Search engine (was Wiki)

Wed May 5 03:31:32 EDT 2004

On Wednesday 05 May 2004 2:28, Derek Atkins wrote:
> Neil Williams <linux at codehelp.co.uk> writes:
> > The archives are in a sub-domain of gnucash.org but how is that
> > configured?
>
> machine1 is "gnucash.org", "www.gnucash.org", and "mail.gnucash.org"
> machine2 is "cvs.gnucash.org" and "lists.gnucash.org"
> Machine2 (cvs,lists) hosts cvsweb and mailman/pipermail
> (the latter being the list archives).  Right now machine1 (www) has
> very limited disk space (at least until Linas upgrades his machine).
> Machine2 is also SIGNIFICANTLY faster!

So I'd like to have the search engine on machine 2 under lists.gnucash.org 
using local filesystem access - read, no write access required for the script 
except to upload new versions.

> So, in terms of performance and disk space, using machine2 is the much
> better option (also, it's the one I maintain ;)  However it means it's
> not at www.gnucash.org.

As with the doxygen docs, it's only a link away. Besides, I can easily give 
the search engine the look and feel of the main GnuCash site - you'll only be 
able to tell the difference from the URL. I might be learning QOF but HTML, 
CSS, SSI and PHP are second nature, even if I say so myself. I don't do Flash 
and I'm no artist but if you want strict compliance HTML, XHTML, CSS, CSS2, 
SSI, PHP, Perl, XML, WML then take a look at codehelp.co.uk and 
www.dclug.org.uk - it's all my own code, most hand-crafted in Vi.
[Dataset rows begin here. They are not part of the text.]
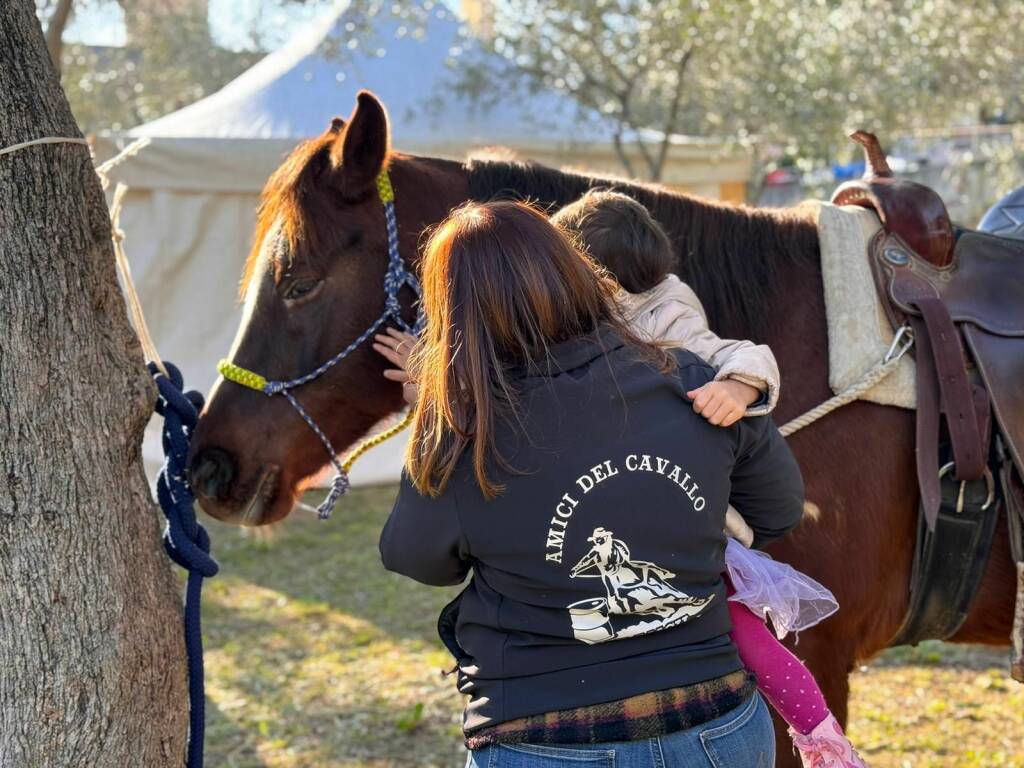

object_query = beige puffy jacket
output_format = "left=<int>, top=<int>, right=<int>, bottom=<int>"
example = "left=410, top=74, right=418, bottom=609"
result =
left=620, top=274, right=779, bottom=547
left=620, top=274, right=778, bottom=416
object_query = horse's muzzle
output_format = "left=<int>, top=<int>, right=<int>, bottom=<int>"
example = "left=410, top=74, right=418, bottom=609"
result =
left=188, top=449, right=238, bottom=504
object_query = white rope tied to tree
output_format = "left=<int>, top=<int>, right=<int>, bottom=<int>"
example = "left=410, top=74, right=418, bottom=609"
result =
left=778, top=326, right=913, bottom=437
left=0, top=136, right=89, bottom=155
left=0, top=136, right=164, bottom=379
left=111, top=181, right=171, bottom=379
left=96, top=138, right=150, bottom=189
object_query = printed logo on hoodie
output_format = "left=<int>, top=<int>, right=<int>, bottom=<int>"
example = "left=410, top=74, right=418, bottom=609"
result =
left=545, top=454, right=715, bottom=645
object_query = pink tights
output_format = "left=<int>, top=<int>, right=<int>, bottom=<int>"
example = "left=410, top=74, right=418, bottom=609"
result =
left=729, top=600, right=828, bottom=734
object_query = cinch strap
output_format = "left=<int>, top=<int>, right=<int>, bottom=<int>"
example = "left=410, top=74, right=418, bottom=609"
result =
left=217, top=170, right=423, bottom=519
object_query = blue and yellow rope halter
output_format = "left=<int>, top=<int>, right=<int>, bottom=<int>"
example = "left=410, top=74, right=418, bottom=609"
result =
left=217, top=170, right=423, bottom=519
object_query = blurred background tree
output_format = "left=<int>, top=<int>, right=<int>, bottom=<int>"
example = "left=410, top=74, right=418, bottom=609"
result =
left=461, top=0, right=1024, bottom=179
left=37, top=0, right=1024, bottom=210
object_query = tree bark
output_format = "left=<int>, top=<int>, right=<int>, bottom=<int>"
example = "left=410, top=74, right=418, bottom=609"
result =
left=0, top=0, right=187, bottom=768
left=46, top=0, right=73, bottom=75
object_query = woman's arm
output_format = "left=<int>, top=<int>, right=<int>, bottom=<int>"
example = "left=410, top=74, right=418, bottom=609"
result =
left=380, top=473, right=470, bottom=587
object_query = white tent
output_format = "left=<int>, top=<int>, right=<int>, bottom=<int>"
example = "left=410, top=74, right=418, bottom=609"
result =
left=96, top=2, right=608, bottom=483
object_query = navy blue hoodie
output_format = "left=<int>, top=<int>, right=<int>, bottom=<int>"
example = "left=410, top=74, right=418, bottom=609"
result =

I'd be 
lying if I said it was hard to do.

> IMHO it would be "easier" for the docs to be generated on the same
> machine where the cvs archives are kept.  It's a local matter to
> update the tree, so there's no network usage, and that machine is
> significantly more powerful.

Same applies for the search engine - the faster the script can access the HTML 
archive, the faster the search returns the answer.

> But I agree with you..  Having the docs live at http://cvs.gnucash.org/...
> is just fine, so long as there's a link off the main gnucash site.
> Linas may not agree, however, if he wants to keep the "gnucash look at
> feel" of the docs.  But I don't know how hard that would be to get
> doxygen to use SSI.  It might be easier with frames.

As with all other 'machine-produced' HTML, I've always found it better to use 
a Perl script AFTER generation, not to dabble in the config. The machine 
output is very standard and very predictable - ideal country for a pattern 
match that replaces the default doxygen <head> or <style> etc. with the 
necessary replacements, which can include SSI just as easily as any other 
tags. The Perl script can rename the files to .shtml and run under a bash 
script by cron. I do this all the time on machines and formats of every type.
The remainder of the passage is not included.